Raising the tax rate is not the same as raising the amount of tax money collected, either in the aggregate or from a selected group such as “the rich.”
Even a non-accountant non-economist like me knows that. Does Alexandria Ocasio-Cortez? (excerpts are from an interview she gave on “60 Minutes”):
Anderson Cooper: You’re talking about zero carbon emissions — no use of fossil fuels within 12 years.
Rep. Alexandria Ocasio-Cortez: That is the goal. It’s ambitious. And…
Anderson Cooper: How is that possible? Are you talking about everybody having to drive an electric car?
Rep. Alexandria Ocasio-Cortez: It’s going to require a lot of rapid change that we don’t even conceive as possible right now. What is the problem with trying to push our technological capacities to the furthest extent possible?
Anderson Cooper: This would require, though, raising taxes.
Rep. Alexandria Ocasio-Cortez: There’s an element where— yeah. There— people are going to have to start paying their fair share in taxes.
Anderson Cooper: Do you have a specific on the tax rate?
Rep. Alexandria Ocasio-Cortez: You know, it— you look at our tax rates back in the ’60s and when you have a progressive tax rate system. Your tax rate, you know, let’s say, from zero to $75,000 may be ten percent or 15 percent, et cetera. But once you get to, like, the tippy tops —- on your 10 millionth dollar -— sometimes you see tax rates as high as 60 or 70 percent. That doesn’t mean all $10 million are taxed at an extremely high rate, but it means that as you climb up this ladder you should be contributing more.
At the moment I can’t find a transcript of the entire interview, but my guess is that Cooper didn’t follow up with a question about effective tax rates back then, and the existence of so many loopholes and tax shelters at the time that the actual rate paid was much much lower. Would Ocasio-Cortez support the return of the shelters and loopholes that made it that way? I doubt it; that wouldn’t feed the hungry beast of leftist desire to punish the rich—those “tippy tops” that remain undefined as to the details of what income qualifies and what a “fair share” is.
We do know who will decide those things, though—the left. And human nature being what it is, plenty of people will cheer them on.

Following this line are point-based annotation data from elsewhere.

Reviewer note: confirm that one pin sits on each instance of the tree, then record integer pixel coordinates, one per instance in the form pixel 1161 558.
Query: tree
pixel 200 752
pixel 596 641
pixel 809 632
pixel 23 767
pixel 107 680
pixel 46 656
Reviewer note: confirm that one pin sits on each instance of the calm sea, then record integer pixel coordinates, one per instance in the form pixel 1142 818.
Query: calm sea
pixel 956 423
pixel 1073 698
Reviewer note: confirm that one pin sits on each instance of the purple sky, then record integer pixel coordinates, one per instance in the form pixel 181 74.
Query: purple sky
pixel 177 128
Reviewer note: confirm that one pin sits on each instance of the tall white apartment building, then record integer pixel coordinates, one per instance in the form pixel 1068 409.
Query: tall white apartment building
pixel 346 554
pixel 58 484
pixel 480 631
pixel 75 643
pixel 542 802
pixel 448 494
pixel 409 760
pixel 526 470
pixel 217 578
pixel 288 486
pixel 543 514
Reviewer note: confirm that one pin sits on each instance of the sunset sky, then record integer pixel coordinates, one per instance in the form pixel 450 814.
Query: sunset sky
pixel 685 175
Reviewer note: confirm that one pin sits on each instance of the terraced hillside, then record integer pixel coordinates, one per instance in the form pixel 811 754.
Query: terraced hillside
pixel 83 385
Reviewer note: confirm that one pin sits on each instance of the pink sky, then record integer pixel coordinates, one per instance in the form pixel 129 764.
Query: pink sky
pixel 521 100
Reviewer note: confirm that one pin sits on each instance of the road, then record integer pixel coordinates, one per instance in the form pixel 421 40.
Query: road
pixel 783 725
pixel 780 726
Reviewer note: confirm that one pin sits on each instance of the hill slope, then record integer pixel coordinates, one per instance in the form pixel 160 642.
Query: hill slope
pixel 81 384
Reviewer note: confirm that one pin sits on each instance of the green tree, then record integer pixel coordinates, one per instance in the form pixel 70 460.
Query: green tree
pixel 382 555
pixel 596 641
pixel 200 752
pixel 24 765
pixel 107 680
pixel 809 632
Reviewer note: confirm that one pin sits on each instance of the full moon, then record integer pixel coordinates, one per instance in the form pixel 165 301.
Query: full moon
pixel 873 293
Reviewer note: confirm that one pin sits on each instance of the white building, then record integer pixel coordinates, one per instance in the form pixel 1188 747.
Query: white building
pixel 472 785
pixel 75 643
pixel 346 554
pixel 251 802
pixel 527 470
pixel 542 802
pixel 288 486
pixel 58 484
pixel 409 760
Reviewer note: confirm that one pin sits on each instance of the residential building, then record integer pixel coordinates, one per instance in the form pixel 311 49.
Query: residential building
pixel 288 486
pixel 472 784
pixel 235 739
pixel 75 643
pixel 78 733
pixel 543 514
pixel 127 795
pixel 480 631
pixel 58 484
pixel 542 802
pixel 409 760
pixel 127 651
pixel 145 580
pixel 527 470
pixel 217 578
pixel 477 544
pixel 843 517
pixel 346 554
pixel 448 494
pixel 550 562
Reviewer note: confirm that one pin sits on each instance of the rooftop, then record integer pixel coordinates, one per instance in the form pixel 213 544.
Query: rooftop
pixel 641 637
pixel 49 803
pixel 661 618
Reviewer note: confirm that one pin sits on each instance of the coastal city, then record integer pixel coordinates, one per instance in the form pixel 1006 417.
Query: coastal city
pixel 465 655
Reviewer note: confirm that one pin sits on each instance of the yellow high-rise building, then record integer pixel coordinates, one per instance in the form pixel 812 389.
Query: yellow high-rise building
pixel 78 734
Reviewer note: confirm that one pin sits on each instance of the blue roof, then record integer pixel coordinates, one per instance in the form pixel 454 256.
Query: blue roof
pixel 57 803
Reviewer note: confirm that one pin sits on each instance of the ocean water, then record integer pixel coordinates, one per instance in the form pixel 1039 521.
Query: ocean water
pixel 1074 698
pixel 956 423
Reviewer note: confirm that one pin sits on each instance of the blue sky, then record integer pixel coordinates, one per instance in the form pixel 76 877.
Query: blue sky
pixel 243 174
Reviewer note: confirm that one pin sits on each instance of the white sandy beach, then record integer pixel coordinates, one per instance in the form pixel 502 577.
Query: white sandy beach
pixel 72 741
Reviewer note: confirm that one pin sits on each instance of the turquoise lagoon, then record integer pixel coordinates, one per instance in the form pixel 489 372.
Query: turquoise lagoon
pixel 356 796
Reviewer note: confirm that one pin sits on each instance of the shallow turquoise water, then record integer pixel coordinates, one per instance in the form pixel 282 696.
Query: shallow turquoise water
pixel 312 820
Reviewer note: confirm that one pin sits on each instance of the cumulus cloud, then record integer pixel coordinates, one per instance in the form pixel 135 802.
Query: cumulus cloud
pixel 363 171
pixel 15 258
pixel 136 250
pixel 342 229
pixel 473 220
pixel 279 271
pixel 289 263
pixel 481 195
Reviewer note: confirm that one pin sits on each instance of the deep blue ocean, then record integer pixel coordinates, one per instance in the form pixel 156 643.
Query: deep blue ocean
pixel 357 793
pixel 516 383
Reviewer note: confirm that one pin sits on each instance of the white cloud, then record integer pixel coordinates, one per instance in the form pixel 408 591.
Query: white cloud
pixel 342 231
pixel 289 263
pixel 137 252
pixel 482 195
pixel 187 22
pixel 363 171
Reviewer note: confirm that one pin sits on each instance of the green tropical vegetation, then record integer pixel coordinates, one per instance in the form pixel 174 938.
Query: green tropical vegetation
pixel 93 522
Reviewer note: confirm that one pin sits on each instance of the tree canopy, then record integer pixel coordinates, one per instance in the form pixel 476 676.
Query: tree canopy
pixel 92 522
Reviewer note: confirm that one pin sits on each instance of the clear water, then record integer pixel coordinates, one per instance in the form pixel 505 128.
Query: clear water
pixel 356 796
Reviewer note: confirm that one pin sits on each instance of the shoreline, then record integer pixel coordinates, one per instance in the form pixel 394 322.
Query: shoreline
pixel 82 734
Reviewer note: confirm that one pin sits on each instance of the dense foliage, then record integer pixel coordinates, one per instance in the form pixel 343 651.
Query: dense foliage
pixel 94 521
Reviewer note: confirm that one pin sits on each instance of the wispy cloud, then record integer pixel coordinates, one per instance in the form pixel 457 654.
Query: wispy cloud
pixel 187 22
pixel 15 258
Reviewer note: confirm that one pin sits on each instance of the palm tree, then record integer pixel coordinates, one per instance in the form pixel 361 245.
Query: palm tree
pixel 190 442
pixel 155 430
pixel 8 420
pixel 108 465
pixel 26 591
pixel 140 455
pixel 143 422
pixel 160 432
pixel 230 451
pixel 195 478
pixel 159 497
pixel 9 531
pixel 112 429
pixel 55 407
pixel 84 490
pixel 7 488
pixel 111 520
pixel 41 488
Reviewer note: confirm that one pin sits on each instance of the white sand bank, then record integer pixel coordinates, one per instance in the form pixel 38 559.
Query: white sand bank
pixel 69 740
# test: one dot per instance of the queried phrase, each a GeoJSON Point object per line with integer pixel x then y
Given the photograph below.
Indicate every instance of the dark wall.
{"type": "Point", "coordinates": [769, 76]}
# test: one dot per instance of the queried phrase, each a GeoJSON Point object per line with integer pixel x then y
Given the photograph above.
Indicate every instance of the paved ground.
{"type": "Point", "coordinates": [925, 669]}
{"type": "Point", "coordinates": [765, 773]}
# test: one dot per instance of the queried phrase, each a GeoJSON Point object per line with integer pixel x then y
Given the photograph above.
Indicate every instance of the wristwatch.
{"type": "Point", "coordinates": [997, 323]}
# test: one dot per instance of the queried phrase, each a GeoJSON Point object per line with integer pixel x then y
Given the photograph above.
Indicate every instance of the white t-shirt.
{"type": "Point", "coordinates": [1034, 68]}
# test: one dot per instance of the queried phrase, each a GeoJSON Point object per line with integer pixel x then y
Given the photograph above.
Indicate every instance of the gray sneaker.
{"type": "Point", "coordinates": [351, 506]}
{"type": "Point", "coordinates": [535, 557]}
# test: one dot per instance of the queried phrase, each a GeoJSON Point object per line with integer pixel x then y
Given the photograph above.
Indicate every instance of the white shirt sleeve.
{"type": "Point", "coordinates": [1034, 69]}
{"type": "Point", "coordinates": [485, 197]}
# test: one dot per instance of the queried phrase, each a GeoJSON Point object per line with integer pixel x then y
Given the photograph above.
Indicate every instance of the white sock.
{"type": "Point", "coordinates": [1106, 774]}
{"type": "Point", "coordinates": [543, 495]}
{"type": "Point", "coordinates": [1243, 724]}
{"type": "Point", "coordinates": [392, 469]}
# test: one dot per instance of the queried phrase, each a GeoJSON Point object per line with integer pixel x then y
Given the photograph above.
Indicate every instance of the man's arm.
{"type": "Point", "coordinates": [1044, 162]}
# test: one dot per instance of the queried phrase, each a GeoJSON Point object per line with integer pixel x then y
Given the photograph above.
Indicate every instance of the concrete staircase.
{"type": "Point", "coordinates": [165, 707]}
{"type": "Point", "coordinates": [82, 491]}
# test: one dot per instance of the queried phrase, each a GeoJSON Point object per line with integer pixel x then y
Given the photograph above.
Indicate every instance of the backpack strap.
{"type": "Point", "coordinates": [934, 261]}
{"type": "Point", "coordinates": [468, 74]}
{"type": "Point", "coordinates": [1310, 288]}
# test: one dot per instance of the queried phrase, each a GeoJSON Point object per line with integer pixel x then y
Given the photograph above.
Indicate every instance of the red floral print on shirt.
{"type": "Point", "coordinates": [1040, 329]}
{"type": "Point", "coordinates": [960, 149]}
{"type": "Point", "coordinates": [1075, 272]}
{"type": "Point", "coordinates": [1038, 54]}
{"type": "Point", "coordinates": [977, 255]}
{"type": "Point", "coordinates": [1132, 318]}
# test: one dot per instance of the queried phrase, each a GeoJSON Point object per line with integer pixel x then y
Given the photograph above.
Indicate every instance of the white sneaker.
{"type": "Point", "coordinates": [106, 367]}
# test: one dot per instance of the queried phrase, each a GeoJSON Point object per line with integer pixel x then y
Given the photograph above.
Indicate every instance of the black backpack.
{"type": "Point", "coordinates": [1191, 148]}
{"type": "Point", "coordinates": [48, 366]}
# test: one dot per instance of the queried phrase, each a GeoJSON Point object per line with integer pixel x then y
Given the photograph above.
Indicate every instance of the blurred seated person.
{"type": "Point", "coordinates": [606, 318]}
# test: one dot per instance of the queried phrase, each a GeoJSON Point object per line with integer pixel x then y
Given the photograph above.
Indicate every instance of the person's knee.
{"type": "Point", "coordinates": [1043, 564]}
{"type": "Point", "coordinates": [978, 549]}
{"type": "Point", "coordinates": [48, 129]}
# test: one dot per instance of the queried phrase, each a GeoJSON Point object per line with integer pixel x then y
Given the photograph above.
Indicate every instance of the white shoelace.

Anyone who’s interested in the actual situation that prevailed in the 50s and 60s might want to take a look at this (just one of many such articles):
There is a common misconception that high-income Americans are not paying much in taxes compared to what they used to. Proponents of this view often point to the 1950s, when the top federal income tax rate was 91 percent for most of the decade.[1] However, despite these high marginal rates, the top 1 percent of taxpayers in the 1950s only paid about 42 percent of their income in taxes. As a result, the tax burden on high-income households today is only slightly lower than what these households faced in the 1950s. [a graph follows]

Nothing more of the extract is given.